Liv Ullmann PERSONA (1966) |
Estreado na secção de clássicos do Festival de Cannes, o documentário de Margarethe von Trotta sobre Ingmar Bergman chega agora ao mercado cinematográfico português — este texto foi publicado no Diário de Notícias (3 Outubro), com o título 'Redescobrindo o génio de Bergman'.
As efemérides são também uma moda. Não que o calendário as desminta. O certo é que os automatismos da globalização funcionam, não poucas vezes, como banal divertimento “social”, com links a gerar links... e nada a acontecer.
Seja como for, convenhamos que a evocação do centenário de Ingmar Bergman (nasceu a 14 de Julho de 1918, tendo falecido a 30 de Julho de 2007) nos tem proporcionado alguns momentos capazes de nos ajudar a redescobrir um mestre cuja actualidade — temática, estética e simbólica — está longe de ser banal. Até porque, importa também não esquecer, graças a algumas importantes reposições (incluindo as respectivas edições em DVD), o nome de Bergman tem continuado a ser presença viva no mercado português. Estreado em Cannes, na secção de clássicos do festival, aí está Ingmar Bergman – A Vida e Obra do Génio, de Margarethe von Trotta, precisamente uma das abordagens documentais enquadradas pelo centenário do cineasta.
Estamos perante o trabalho de uma discípula. Assumindo a obra de Bergman como uma influência central na sua trajectória artística, a realizadora alemã (revelada em 1975, com A Honra Perdida de Katharina Blum) propõe uma deambulação organizada através de diálogos com personalidades que conheceram Bergman ou nele reconhecem uma referência incontornável do cinema moderno.
É discutível que a “pessoalização” do inquérito seja enriquecedora para o filme: as componentes da obra de Margarethe von Trotta, eventualmente ligadas ao labor de Bergman, acabam por ser tratadas de forma ligeira e, em boa verdade, incompreensível.

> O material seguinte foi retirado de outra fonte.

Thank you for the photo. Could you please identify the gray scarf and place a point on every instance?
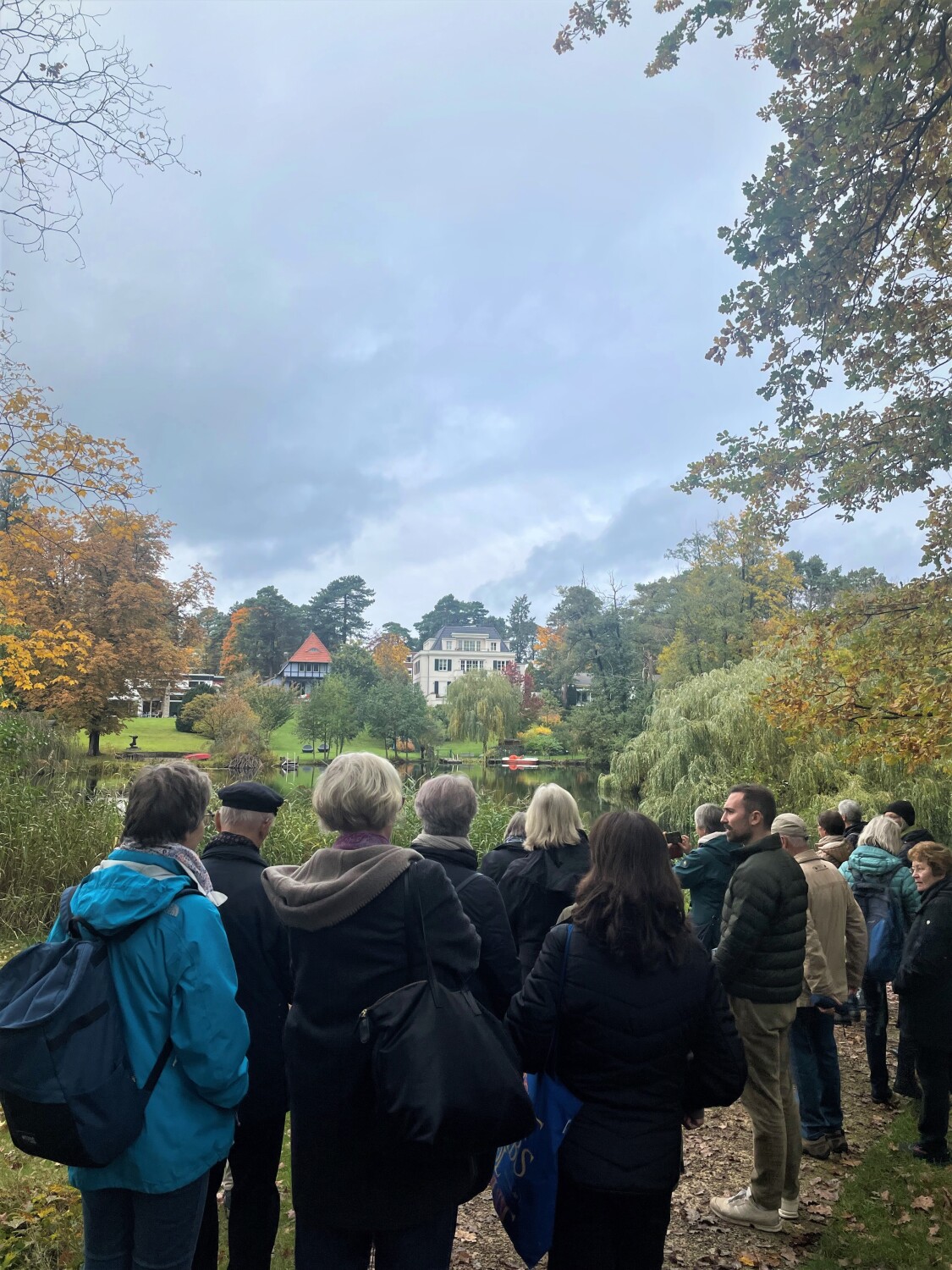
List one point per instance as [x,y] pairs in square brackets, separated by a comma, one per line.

Algo de semelhante ocorre na conversa com o realizador Ruben Östlund (O Quadrado), reflectindo aquilo que serão as clivagens que a herança bergmaniana continua a gerar nas pessoas que fazem cinema na Suécia, mas sem dizer nada de minimamente consistente sobre os próprios filmes de Bergman.
Seja como for, há um saldo positivo que importa destacar. Através de testemunhos como os de Liv Ullmann, rosto emblemático de títulos como Persona (1966) ou Paixão (1969), ou do cineasta francês Olivier Assayas, evocando o impacto de Bergman nos autores da Nova Vaga francesa, deparamos com o labirinto fascinante, porventura indecifrável, de um criador que, de uma vez por todas, importa libertar de lugares-comuns “intelectuais” ou “populares”. Isto sem esquecer algumas preciosas imagens de arquivo que nos mostram Bergman nos bastidores das rodagens ou durante as suas encenações teatrais — em última instância, o que aqui se evoca e celebra é o trabalho.